Um homem conhecido como “o paciente de Genebra” mostra sinais de remissão do HIV a longo prazo após receber um transplante de medula óssea, um caso único que abre novas possibilidades de pesquisa.
A novidade é que a medula óssea que esse paciente recebeu não possui uma mutação já detectada por cientistas, que consegue bloquear o vírus.
O caso foi apresentado nesta quinta-feira em Brisbane, na Austrália, antes da Conferência da Sociedade Internacional de Aids, que começa no país no próximo domingo.
Anteriormente, outras cinco pessoas já haviam sido consideradas curadas da infecção pelo HIV após receberem um transplante de medula óssea.
Todos os pacientes tinham uma situação muito particular em comum: sofriam de câncer no sangue e se beneficiaram de um transplante de células-tronco que renovou profundamente seus sistemas imunológicos.
Mas em todos os casos anteriores, o doador selecionado tinha uma mutação rara, em um gene conhecido como CCR5 delta 32, que impede o HIV de entrar nas células.
Para o “paciente de Genebra”, a situação é diferente: em 2018, para tratar uma forma particularmente agressiva de leucemia, ele se beneficiou de um transplante de células-tronco. Só que de um doador que não carregava a famosa mutação CCR5.
Nenhum traço do vírus
Vinte meses após interromper o tratamento antirretroviral, o vírus permanece indetectável em seu corpo.
O paciente é tratado pelos Hospitais Universitários de Genebra, em colaboração com o Instituto Pasteur, o Instituto Cochin e o consórcio internacional IciStem.
Seu tratamento antirretroviral foi suspenso e descontinuado permanentemente em novembro de 2021.
As equipas científicas não descartam que o vírus ainda persista, mas consideram que se trata de uma nova forma de remissão da infecção pelo HIV.
Dois casos anteriores, conhecidos como “pacientes de Boston”, também receberam células-tronco normais durante seus transplantes.
Mas, em ambos os casos, o vírus voltou alguns meses depois que eles pararam de tomar os antirretrovirais. Isso porque o HIV permanece em estados de “dormência”, escondido do tratamento no organismo.

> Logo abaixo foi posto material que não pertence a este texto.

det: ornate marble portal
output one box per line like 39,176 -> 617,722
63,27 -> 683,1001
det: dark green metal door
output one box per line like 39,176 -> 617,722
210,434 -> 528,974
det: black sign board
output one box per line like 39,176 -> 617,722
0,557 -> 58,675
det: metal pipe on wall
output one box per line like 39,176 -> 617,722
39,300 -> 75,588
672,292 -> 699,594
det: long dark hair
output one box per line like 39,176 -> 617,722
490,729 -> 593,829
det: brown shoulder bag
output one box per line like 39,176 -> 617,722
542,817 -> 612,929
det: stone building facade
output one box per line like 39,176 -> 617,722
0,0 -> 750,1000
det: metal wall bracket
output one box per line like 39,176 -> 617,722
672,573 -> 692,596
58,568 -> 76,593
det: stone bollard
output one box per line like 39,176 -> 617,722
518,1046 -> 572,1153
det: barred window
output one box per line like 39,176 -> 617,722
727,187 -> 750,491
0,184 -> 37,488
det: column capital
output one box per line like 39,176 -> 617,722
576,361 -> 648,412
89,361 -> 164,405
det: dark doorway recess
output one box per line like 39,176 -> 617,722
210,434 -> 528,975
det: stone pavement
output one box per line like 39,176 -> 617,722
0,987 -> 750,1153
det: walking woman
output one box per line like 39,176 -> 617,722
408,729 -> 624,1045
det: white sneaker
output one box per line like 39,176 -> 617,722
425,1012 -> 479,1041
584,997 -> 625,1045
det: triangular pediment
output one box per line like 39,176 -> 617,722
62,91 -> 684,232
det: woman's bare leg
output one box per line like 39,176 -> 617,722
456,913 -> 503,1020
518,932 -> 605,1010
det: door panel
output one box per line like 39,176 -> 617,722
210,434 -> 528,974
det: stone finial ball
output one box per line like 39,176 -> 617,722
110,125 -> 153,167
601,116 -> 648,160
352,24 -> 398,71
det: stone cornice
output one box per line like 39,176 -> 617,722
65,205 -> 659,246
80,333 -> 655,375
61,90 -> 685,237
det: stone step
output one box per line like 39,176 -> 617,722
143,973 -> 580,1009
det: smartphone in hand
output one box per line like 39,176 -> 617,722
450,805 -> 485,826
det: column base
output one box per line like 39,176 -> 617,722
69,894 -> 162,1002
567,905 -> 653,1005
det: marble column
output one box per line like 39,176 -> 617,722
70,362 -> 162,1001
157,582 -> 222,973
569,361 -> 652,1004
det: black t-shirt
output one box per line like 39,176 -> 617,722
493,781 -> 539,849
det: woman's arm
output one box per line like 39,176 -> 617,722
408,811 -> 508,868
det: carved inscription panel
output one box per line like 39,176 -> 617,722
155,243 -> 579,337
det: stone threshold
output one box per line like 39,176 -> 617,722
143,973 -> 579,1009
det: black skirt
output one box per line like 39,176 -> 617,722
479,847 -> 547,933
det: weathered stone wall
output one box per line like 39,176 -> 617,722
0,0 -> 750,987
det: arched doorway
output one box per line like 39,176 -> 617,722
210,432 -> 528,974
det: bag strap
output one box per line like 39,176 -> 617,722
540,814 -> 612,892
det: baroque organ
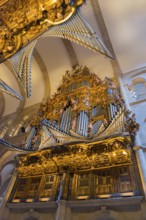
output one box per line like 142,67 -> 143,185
3,66 -> 141,207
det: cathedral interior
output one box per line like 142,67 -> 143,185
0,0 -> 146,220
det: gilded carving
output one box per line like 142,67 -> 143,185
17,138 -> 132,176
0,0 -> 84,61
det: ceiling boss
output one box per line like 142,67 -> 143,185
0,0 -> 85,62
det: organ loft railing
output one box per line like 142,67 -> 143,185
9,137 -> 141,204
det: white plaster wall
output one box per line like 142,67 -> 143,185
25,58 -> 45,107
0,63 -> 20,116
36,37 -> 71,95
122,69 -> 146,147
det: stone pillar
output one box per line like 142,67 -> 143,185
0,170 -> 17,219
119,77 -> 146,198
133,146 -> 146,198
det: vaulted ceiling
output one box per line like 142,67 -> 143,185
0,0 -> 146,116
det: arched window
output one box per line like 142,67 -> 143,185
132,78 -> 146,100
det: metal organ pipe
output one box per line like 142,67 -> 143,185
60,111 -> 65,130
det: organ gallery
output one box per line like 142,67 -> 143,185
4,66 -> 141,208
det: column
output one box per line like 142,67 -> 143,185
0,170 -> 17,219
119,77 -> 146,198
55,200 -> 68,220
133,146 -> 146,198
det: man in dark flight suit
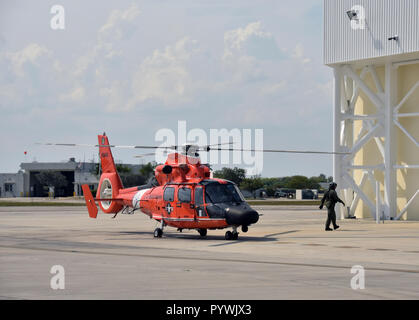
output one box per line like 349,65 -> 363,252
319,182 -> 345,231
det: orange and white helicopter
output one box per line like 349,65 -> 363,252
42,133 -> 350,240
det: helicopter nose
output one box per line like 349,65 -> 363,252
226,208 -> 259,226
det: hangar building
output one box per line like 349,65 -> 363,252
0,158 -> 141,198
324,0 -> 419,220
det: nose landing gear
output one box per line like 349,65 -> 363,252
225,227 -> 239,240
154,219 -> 164,238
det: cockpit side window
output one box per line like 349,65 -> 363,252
195,187 -> 204,207
163,187 -> 175,202
177,187 -> 191,202
205,183 -> 244,203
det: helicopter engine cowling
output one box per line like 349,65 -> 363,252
96,172 -> 123,213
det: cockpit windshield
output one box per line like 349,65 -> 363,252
205,183 -> 244,203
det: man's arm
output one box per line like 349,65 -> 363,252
319,191 -> 329,209
330,191 -> 345,205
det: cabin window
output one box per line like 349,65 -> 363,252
195,188 -> 204,206
177,187 -> 191,202
163,187 -> 175,201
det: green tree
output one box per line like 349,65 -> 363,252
240,176 -> 263,192
214,167 -> 246,185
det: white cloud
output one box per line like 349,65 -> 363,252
73,4 -> 140,76
223,21 -> 280,60
262,80 -> 287,94
127,37 -> 199,109
60,86 -> 85,102
292,43 -> 311,64
5,43 -> 51,77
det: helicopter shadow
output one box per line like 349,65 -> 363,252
111,230 -> 300,247
165,230 -> 300,247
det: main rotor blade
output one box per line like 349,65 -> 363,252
36,142 -> 178,150
210,148 -> 351,155
134,150 -> 169,158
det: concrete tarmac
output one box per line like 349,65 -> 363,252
0,206 -> 419,299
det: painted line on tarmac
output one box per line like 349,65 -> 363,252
0,245 -> 419,274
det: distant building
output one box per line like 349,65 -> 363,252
0,158 -> 141,198
0,171 -> 23,198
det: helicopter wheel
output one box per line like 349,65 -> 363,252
154,228 -> 163,238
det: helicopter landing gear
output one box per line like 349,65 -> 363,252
154,219 -> 164,238
154,228 -> 163,238
225,227 -> 239,240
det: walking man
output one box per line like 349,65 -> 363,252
319,182 -> 345,231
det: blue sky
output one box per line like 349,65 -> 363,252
0,0 -> 332,176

Asier Saez-Cirion, cientista espanhol do Instituto Pasteur, da França, que apresentou o caso do paciente de Genebra, em Brisbane, disse que, se não houver sinais do vírus após 12 meses, “a probabilidade de que seja indetectável no futuro aumenta significativamente “.
Existem algumas explicações possíveis para o motivo pelo qual o paciente de Genebra permanece livre do HIV, disse Saez-Cirion.
“Nesse caso específico, talvez o transplante tenha eliminado todas as células infectadas sem a necessidade da famosa mutação”, disse.
“Ou talvez seu tratamento imunossupressor, necessário após o transplante, tenha desempenhado um papel importante”, acrescentou.
Sharon Lewin, presidente da Sociedade Internacional para AIDS, que organizou a conferência científica sobre HIV em Brisbane, chamou o caso de “promissor”.
“Mas aprendemos com os pacientes de Boston que mesmo uma única” partícula de vírus pode causar um rebote no HIV, alertou.
“Esse indivíduo em particular precisará ser monitorado de perto nos próximos meses e anos”, disse ela.
Embora esses casos de remissão de longo prazo aumentem a esperança de que um dia a infecção pelo HIV possa realmente ser curado, o procedimento brutal e arriscado do transplante de medula óssea não é uma opção para os milhões de pessoas que vivem com o vírus em todo o mundo.
Mas esse paciente aumenta a esperança de que os casos de remissão possam apontar para novos caminhos de pesquisa, como o papel potencial desempenhado pelos tratamentos imunossupressores.
Saez-Cirion disse que o caso também encorajou os pesquisadores a continuar estudando células imunes inatas, que atuam como a primeira linha de defesa contra vários patógenos.
De sua parte, o paciente de Genebra disse que agora “olha para o futuro”.